The piccolo is often used to brighten the upper notes of the other members of the Woodwind Family in all kinds of combinations. This method of using the piccolo might be likened to brightening up an article with gold leaf. We might say that the piccolo sometimes adds a sort of gilt edge to the melody.
Berlioz liked to use it in this way for additional ornamentation, so we hear a great deal of this kind of piccolo gilt-edging, as we might call it, in his works. Berlioz gave it a great deal of thought. “In pieces of a joyous character,” he wrote, “the sounds of the second octave are suitable in all their gradations; while the upper notes are excellent fortissimo for violent and tearing effects: in a storm, for instance, or in a scene of fierce, or infernal, character. Thus the piccolo flute figures incomparably in the fourth movement of Beethoven’s Pastoral Symphony—now alone and displayed above the low tremolo of violins and basses, imitating the whistlings of a tempest whose full force is not yet unchained—now on the higher notes still, together with the entire mass of the Orchestra. Gluck in the tempest of Iphigénie en Tauride has known how to make the high sounds of the piccolo flute in unison grate still more roughly by writing them in a succession of sixths, a fourth above the first violins. The sound of the piccolo flutes issuing out in the upper octave, produces, therefore, a succession of elevenths with the first violins, the harshness of which is here of the very best effect.
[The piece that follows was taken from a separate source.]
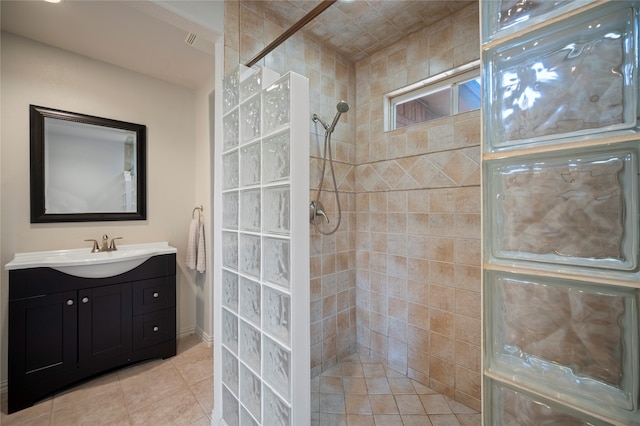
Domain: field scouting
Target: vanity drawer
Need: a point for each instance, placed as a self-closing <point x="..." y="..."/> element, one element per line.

“In the chorus of the Scythians, in the same opera, the two piccolo flutes double in the octave the little grouped passages of the violins. These whistling notes mingled with the ravings of the savage troop, with the measure and incessant din of the cymbals and tambourine make us shiver.
“Everyone has remarked the diabolic sneer of the two piccolo flutes in thirds in the drinking-song of Freischütz. It is one of Weber’s happiest orchestral inventions.
“Spontini in his magnificent bacchanalian strain in the Danaïdes (since become an orgy chorus in Nurmahal) first conceived the idea of uniting a short piercing cry of the piccolo flutes to a stroke of the cymbals. The singular sympathy, which is thus created between these very dissimilar instruments, had not been thought of before. It cuts and rends instantaneously, like the stab of a poignard. This effect is very characteristic—even when employing only the two instruments mentioned; but its force is augmented by an abrupt stroke of the kettledrums joined to a brief chord of all the other instruments.
“Beethoven, Gluck, Weber and Spontini have thus made ingenious use—no less original than rational—of the piccolo flute. But when I hear this instrument employed in doubling in triple octave the air of a baritone, or casting its squeaking voice into the midst of a religious harmony, or strengthening and sharpening—for the sake of noise only—the high part of the orchestra, I think it a stupid method of instrumentation.
“The piccolo flute may have a very happy effect in soft passages; and it is mere prejudice to think that it should only be played loud. Sometimes it serves to continue the scale of the large flute by following up the latter and taking high notes beyond the flute’s command. The passing from one instrument to the other may then be easily managed by the composer in such a way as to make it appear that there is only one flute of extraordinary compass.”